Although now I'm worried about the stove exploding.

Wednesday morning, mid-soaping up process, my bathtub decided to back up. A lot. Like more than ankle deep by the time I hurriedly rinsed and jumped out. And I have a low-flow shower head.

Naturally, my landlords had left town the previous day, with no mention of exactly when they were returning. I can get by without a tub (yeah, yeah, Draino, Liquid Plumr, plunging (which I tried) yada, yada - don't go there. I knew it wouldn't work), but left a message for them anyway. I called again this morning and they were home. He asked what my schedule was (I don't want to be around when he does these things; it makes me crazy, since both our work methods and our definitions of what constitutes an acceptable repair are rather...different). He had a meeting at eleven, but would look at it after that.

Five minutes after I walked in the door after work, he walked in my back door. So much for avoiding the process.

After much work, he cleared the drain. I'm not too hopeful; this happened a couple of years ago, and the issue seems to be both our tubs feeding eventually into the same (inadequate) pipe. That's where it clogs. I have a feeling this one will be back with a vengeance at some point.

Now we move on to the kitchen faucet, which has started leaking from the joint of the handle and the ball it sits on, but only when it is turned on. After much looking and messing around (including putting some butt-ugly press and seal caulk around the base of the faucet, which I bet never gets removed and correctly fixed) he decides he needs to get a new part, and starts looking for the manufacturer of the faucet.

Folks, the thing was old when I moved in fifteen years ago. Can't I just have a new, cheap faucet?

On to the stove...a gas range that is (conservatively speaking) twenty plus years old. It's impossible to light one of the front burners. Unless, of course, as we discovered tonight, you take the knobs off and grab the little metal thing with your fingers (beware: sharp edges) and push and turn. He's talking about shoving some washers in to see if that will work, or looking in the basement (the greatest junkyard of all time) to see if he has some old knobs that may work.

To replace the newer knobs - the ones I replaced at my own cost eight years ago that have been working just fine all this time.

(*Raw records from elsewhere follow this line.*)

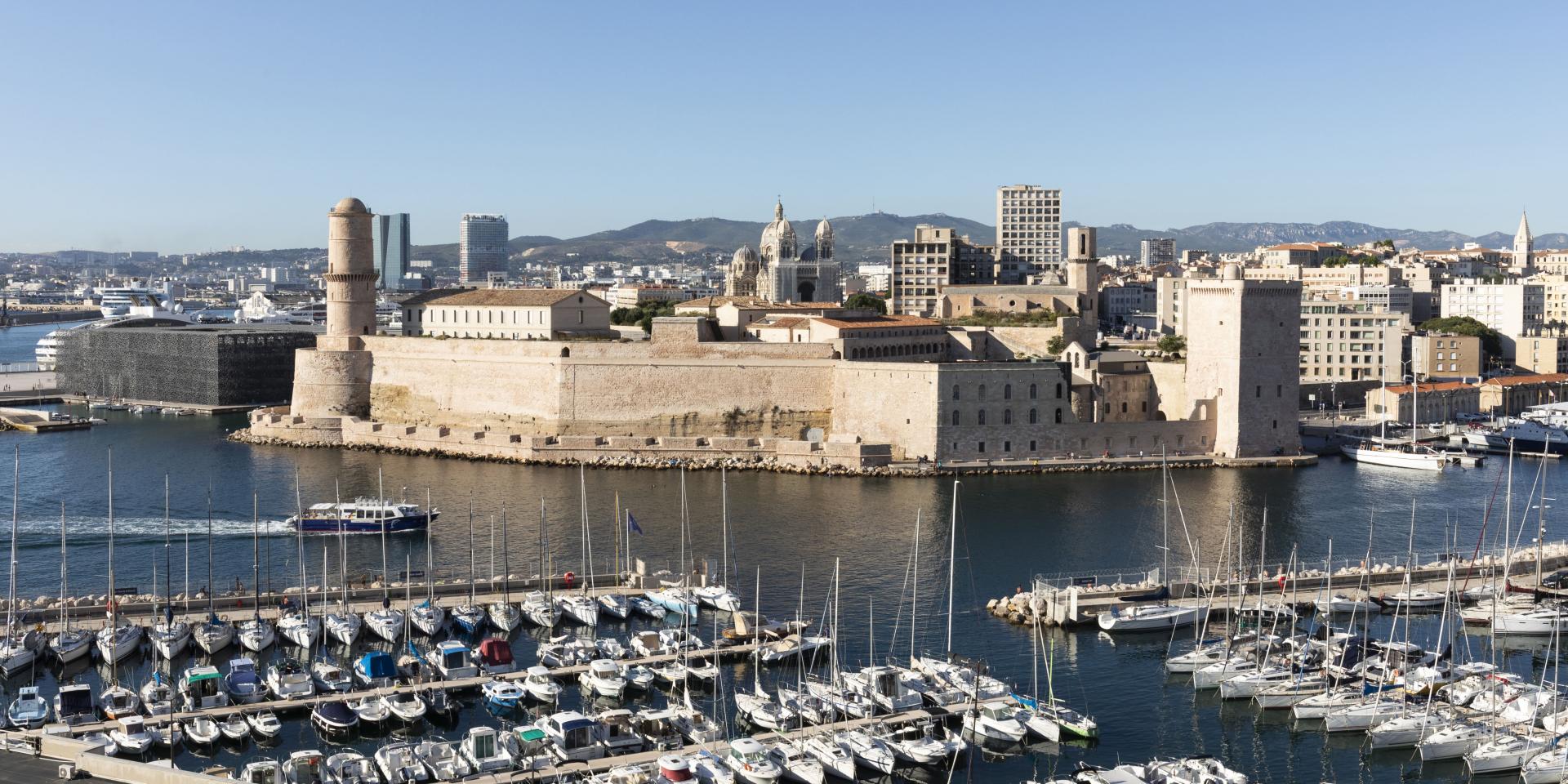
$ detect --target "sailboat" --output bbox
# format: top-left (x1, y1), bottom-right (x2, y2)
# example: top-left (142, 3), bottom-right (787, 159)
top-left (561, 466), bottom-right (599, 627)
top-left (648, 469), bottom-right (696, 617)
top-left (324, 486), bottom-right (363, 646)
top-left (486, 505), bottom-right (522, 634)
top-left (95, 450), bottom-right (141, 665)
top-left (149, 474), bottom-right (191, 662)
top-left (191, 486), bottom-right (234, 656)
top-left (692, 469), bottom-right (740, 613)
top-left (49, 501), bottom-right (92, 663)
top-left (1098, 457), bottom-right (1205, 632)
top-left (365, 469), bottom-right (406, 643)
top-left (408, 489), bottom-right (447, 637)
top-left (278, 470), bottom-right (322, 651)
top-left (238, 492), bottom-right (278, 653)
top-left (452, 500), bottom-right (484, 634)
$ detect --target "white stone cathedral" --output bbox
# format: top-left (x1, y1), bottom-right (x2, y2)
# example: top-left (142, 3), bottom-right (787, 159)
top-left (724, 203), bottom-right (844, 304)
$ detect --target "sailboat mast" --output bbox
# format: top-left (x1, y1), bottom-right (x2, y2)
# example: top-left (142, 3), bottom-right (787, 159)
top-left (947, 480), bottom-right (958, 653)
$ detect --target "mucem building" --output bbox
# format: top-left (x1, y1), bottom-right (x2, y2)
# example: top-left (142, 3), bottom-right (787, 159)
top-left (55, 324), bottom-right (317, 406)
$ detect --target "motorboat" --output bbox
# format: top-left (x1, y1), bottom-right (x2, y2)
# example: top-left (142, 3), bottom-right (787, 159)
top-left (458, 726), bottom-right (511, 774)
top-left (99, 684), bottom-right (141, 718)
top-left (375, 743), bottom-right (430, 784)
top-left (800, 733), bottom-right (854, 781)
top-left (266, 657), bottom-right (315, 699)
top-left (354, 651), bottom-right (397, 688)
top-left (626, 596), bottom-right (670, 621)
top-left (284, 499), bottom-right (441, 533)
top-left (1096, 604), bottom-right (1205, 632)
top-left (559, 595), bottom-right (599, 626)
top-left (5, 687), bottom-right (49, 729)
top-left (522, 665), bottom-right (561, 702)
top-left (425, 639), bottom-right (480, 680)
top-left (310, 701), bottom-right (359, 735)
top-left (648, 585), bottom-right (697, 617)
top-left (535, 710), bottom-right (604, 762)
top-left (480, 677), bottom-right (527, 712)
top-left (963, 702), bottom-right (1029, 743)
top-left (218, 714), bottom-right (251, 740)
top-left (768, 740), bottom-right (826, 784)
top-left (522, 591), bottom-right (561, 629)
top-left (223, 657), bottom-right (271, 706)
top-left (185, 714), bottom-right (223, 746)
top-left (235, 617), bottom-right (278, 653)
top-left (384, 692), bottom-right (428, 724)
top-left (479, 637), bottom-right (518, 676)
top-left (245, 710), bottom-right (284, 738)
top-left (593, 707), bottom-right (646, 757)
top-left (310, 658), bottom-right (354, 695)
top-left (323, 750), bottom-right (381, 784)
top-left (408, 599), bottom-right (447, 637)
top-left (55, 684), bottom-right (97, 726)
top-left (599, 593), bottom-right (632, 621)
top-left (724, 737), bottom-right (784, 784)
top-left (577, 658), bottom-right (626, 699)
top-left (348, 695), bottom-right (392, 726)
top-left (108, 716), bottom-right (152, 755)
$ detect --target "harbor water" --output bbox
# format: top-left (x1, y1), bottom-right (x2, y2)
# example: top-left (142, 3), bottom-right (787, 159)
top-left (0, 327), bottom-right (1568, 782)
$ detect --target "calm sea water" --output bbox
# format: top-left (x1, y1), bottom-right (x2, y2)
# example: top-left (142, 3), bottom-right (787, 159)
top-left (0, 321), bottom-right (1568, 781)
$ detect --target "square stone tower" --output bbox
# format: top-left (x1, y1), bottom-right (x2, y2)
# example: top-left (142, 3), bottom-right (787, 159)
top-left (1187, 264), bottom-right (1302, 458)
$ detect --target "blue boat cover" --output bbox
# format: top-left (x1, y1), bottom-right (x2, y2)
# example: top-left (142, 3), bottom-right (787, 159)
top-left (359, 651), bottom-right (397, 677)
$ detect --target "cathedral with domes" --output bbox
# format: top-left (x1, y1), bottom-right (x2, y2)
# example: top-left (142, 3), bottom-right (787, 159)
top-left (724, 203), bottom-right (844, 304)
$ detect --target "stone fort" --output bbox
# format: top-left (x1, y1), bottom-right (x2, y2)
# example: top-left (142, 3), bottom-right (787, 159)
top-left (251, 199), bottom-right (1300, 467)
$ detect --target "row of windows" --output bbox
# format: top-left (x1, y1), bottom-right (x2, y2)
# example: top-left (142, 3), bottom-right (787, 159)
top-left (951, 403), bottom-right (1059, 426)
top-left (953, 382), bottom-right (1062, 400)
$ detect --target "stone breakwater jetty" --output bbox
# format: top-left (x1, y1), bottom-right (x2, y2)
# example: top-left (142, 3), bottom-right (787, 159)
top-left (985, 541), bottom-right (1568, 626)
top-left (227, 428), bottom-right (1317, 477)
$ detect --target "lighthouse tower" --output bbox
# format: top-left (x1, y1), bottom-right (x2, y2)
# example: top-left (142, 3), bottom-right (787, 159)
top-left (290, 198), bottom-right (376, 426)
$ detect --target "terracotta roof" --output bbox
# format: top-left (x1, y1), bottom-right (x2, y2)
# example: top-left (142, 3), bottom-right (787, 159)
top-left (403, 288), bottom-right (607, 307)
top-left (1481, 373), bottom-right (1568, 387)
top-left (817, 315), bottom-right (941, 329)
top-left (1388, 381), bottom-right (1476, 395)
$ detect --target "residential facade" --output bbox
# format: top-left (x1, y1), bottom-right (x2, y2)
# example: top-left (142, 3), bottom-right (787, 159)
top-left (996, 185), bottom-right (1062, 283)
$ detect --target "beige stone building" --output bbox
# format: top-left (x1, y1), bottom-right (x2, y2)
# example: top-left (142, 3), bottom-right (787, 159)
top-left (1367, 381), bottom-right (1481, 423)
top-left (1511, 336), bottom-right (1568, 373)
top-left (402, 288), bottom-right (612, 341)
top-left (1480, 373), bottom-right (1568, 417)
top-left (1410, 332), bottom-right (1485, 380)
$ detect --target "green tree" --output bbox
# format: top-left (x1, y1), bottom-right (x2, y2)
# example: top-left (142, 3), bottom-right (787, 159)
top-left (1156, 336), bottom-right (1187, 354)
top-left (844, 292), bottom-right (888, 314)
top-left (1419, 315), bottom-right (1502, 356)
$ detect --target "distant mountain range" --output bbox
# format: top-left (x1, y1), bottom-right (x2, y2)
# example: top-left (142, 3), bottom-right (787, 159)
top-left (401, 212), bottom-right (1568, 266)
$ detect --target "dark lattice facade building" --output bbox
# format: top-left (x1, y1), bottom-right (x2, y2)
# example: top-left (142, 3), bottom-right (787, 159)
top-left (55, 324), bottom-right (317, 406)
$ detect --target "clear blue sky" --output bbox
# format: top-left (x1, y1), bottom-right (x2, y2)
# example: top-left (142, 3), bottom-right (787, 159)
top-left (0, 2), bottom-right (1568, 252)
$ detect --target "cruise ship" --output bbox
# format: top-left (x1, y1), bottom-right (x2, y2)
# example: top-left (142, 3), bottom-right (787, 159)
top-left (284, 499), bottom-right (441, 533)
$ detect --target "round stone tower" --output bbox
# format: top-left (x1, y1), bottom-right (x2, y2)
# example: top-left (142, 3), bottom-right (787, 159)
top-left (318, 198), bottom-right (376, 351)
top-left (290, 198), bottom-right (376, 426)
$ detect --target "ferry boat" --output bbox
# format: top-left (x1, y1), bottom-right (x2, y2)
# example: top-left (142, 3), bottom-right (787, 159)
top-left (1464, 417), bottom-right (1568, 455)
top-left (284, 499), bottom-right (441, 533)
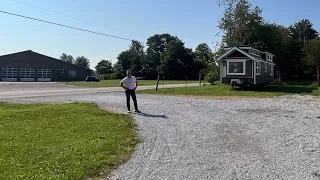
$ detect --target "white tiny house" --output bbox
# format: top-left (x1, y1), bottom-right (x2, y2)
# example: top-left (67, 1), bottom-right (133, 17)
top-left (218, 46), bottom-right (275, 87)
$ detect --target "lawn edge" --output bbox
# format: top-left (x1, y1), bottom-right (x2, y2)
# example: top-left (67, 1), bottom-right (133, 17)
top-left (0, 101), bottom-right (142, 180)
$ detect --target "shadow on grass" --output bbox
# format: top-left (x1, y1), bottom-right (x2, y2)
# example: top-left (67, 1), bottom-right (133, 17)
top-left (284, 80), bottom-right (317, 87)
top-left (235, 86), bottom-right (318, 94)
top-left (137, 113), bottom-right (168, 119)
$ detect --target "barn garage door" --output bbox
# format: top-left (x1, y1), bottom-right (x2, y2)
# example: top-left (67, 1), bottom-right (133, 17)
top-left (20, 67), bottom-right (36, 81)
top-left (38, 68), bottom-right (52, 81)
top-left (1, 67), bottom-right (18, 81)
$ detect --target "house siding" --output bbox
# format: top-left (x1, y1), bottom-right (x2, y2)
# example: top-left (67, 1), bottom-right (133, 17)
top-left (220, 60), bottom-right (254, 84)
top-left (0, 51), bottom-right (91, 81)
top-left (256, 62), bottom-right (273, 84)
top-left (223, 60), bottom-right (252, 78)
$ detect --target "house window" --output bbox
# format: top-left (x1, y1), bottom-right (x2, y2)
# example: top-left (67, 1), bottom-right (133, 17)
top-left (256, 62), bottom-right (261, 75)
top-left (264, 63), bottom-right (268, 74)
top-left (227, 61), bottom-right (245, 75)
top-left (68, 71), bottom-right (77, 77)
top-left (269, 64), bottom-right (273, 76)
top-left (249, 49), bottom-right (261, 57)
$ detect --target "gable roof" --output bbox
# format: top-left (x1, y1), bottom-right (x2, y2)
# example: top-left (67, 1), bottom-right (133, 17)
top-left (217, 47), bottom-right (256, 61)
top-left (217, 47), bottom-right (275, 64)
top-left (0, 50), bottom-right (91, 70)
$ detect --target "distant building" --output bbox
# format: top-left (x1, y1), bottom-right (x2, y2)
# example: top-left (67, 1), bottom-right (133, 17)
top-left (0, 50), bottom-right (91, 82)
top-left (218, 46), bottom-right (275, 86)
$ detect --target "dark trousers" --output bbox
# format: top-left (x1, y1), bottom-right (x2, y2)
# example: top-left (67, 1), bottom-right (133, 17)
top-left (126, 89), bottom-right (138, 111)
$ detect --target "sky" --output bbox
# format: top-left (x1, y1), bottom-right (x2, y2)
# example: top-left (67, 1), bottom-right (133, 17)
top-left (0, 0), bottom-right (320, 69)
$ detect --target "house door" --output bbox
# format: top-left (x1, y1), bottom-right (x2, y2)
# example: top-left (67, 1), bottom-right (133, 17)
top-left (20, 67), bottom-right (36, 81)
top-left (37, 68), bottom-right (52, 82)
top-left (1, 67), bottom-right (18, 82)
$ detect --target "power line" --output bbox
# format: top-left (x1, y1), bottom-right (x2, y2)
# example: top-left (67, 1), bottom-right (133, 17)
top-left (11, 0), bottom-right (108, 29)
top-left (0, 10), bottom-right (144, 44)
top-left (72, 0), bottom-right (101, 11)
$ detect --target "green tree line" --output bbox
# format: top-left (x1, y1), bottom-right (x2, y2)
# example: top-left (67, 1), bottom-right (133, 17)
top-left (219, 0), bottom-right (320, 80)
top-left (61, 0), bottom-right (320, 80)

I then made a fatal mistake - I mentioned (thinking it would spur him to just replace the dang thing - which he offered last year, and I turned down because at that point the old one was working fine except for the oven thing, which I could work around) that the oven heats about 100 degrees above the temp you set. I keep an oven thermometer in there at all times, and can work around it unless I need a temperature lower than 300 degrees.

So now he thinks he can replace the thermostat on the oven. A twenty-five year old oven they no longer make. With no model number on it. I just know he's going to blow up the house.

Forgive my ungrateful heart. I know he wants to help, but I have a lot of baggage related to home repair (and the half-finished projects my dad left around, the harping on them by my mom, and a whole bunch of other stuff) and it makes me crazy to watch him work, and to be forced to live with the results. I'm all for finding an inexpensive fix; I just don't want it to look like a jury-rigged mess. I am more than capable of learning to do a lot of these things myself, but I think he'd be offended if I did so.

I have plans to relax this weekend; he's sure to be popping in at all hours and messing around. Our time clocks don't mesh very well, either.

Just as long as I'm not here when the house blows up.